Capitolo Primo: Adorava New York, la idolatrava smisuratamente… Ma no è meglio, la mitizzava smisuratamente. Ecco. Per lui in qualunque stagione questa era ancora una città che esisteva in bianco e nero e pulsava dei grandi motivi di George Gershwin. No fammi incominciare da capo…. – Woody Allen, Manhattan
La luce dorata di quel mago di Vittorio Storaro che si poggia delicatamente sulla pelle diafana della giovane Elle Fanning, ammantandola di delicatezza fiabesca, è la chiave per entrare nel mondo di questa nuova opera di Woody Allen. Un mondo che se ne infischia delle derive del presente e che insegue un ideale di bellezza, cultura e romanticismo sempre più difficile da realizzare nella realtà di oggi.

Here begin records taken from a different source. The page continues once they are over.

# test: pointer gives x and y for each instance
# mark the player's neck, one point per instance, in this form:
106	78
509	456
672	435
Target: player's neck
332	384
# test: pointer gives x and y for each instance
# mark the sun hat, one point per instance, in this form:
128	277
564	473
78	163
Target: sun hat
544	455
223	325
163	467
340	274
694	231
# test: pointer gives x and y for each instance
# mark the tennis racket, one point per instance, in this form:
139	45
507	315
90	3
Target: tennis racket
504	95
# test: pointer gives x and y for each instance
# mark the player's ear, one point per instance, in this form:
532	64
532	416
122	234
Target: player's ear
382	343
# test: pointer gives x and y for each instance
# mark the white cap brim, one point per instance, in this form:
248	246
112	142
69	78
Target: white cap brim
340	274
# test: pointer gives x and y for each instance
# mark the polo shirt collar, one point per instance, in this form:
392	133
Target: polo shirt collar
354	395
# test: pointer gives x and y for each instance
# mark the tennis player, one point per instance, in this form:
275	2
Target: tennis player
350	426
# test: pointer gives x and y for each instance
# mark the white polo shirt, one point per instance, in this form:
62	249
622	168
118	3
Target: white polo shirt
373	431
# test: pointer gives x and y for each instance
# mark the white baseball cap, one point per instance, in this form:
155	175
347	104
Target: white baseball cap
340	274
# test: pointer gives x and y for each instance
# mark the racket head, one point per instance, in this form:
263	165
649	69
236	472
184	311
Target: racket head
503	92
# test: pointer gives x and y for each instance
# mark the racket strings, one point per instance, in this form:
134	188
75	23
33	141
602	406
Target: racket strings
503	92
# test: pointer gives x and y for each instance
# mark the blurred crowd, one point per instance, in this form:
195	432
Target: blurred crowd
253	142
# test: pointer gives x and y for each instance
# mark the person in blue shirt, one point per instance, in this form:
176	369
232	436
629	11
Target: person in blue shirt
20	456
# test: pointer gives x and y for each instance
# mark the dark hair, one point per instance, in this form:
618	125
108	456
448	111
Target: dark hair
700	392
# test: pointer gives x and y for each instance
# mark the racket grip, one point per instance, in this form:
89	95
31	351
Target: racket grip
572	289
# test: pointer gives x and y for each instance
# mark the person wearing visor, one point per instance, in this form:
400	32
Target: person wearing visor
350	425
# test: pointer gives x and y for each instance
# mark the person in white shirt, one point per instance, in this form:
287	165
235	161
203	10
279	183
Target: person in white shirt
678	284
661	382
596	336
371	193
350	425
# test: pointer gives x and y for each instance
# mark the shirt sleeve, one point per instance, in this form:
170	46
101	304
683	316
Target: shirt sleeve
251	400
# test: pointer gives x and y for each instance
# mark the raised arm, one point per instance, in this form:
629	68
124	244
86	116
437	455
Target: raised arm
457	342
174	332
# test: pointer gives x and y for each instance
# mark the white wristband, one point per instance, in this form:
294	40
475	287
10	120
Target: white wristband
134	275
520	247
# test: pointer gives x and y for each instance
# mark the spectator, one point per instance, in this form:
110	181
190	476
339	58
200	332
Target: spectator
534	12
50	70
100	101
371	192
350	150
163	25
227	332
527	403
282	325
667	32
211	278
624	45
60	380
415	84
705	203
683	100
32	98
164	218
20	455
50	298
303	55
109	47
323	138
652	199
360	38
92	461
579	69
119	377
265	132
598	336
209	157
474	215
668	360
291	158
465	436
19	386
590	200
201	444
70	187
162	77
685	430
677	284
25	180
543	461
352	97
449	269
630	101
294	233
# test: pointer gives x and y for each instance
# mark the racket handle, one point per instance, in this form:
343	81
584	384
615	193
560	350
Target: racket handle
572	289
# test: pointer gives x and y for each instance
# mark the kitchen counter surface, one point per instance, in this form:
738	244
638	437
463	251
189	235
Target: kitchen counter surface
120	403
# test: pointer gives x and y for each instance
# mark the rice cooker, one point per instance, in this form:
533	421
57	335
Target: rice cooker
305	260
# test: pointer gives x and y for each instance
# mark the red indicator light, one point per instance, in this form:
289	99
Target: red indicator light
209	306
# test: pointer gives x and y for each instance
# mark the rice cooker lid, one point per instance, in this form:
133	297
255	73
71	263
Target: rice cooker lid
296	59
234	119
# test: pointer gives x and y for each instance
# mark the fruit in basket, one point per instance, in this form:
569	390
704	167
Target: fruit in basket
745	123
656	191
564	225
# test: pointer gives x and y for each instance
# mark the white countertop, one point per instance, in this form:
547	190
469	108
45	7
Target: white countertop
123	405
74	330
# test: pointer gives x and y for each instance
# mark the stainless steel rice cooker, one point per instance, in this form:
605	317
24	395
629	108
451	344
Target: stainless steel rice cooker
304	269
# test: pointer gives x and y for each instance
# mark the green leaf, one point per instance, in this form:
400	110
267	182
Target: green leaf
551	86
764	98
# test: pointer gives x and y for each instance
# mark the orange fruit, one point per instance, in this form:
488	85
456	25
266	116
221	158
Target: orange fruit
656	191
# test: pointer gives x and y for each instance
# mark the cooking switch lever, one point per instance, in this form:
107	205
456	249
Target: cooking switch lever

Gatsby Welles – c’è davvero bisogno di spiegare il senso di questo nome? –, interpretato dal lanciatissimo Timothée Chalamet, è un giovane rampollo di una ricca famiglia newyorchese che frequenta una prestigiosa università ed è fidanzato con Ashleigh, interpretata dalla giovane stella Elle Fanning, figlia di una famiglia di banchieri di Tucson, Arizona. I due ragazzi sono come il bianco e il nero: lui è innamorato della pioggia, di New York, dei vecchi film hollywoodiani, delle atmosfere da sordidi pianobar illuminati da suggestive volute di fumo, nonché del jazz di Charlie Parker o comunque di tutto ciò che è considerato fuori moda. Inoltre è un fenomenale giocatore di poker. Lei ama il sole, è ingenua al limite del consentito in una ventenne di oggi e, pur affermando di amare il cinema d’autore, viene invece rapita dalla superficialità del mondo dello spettacolo.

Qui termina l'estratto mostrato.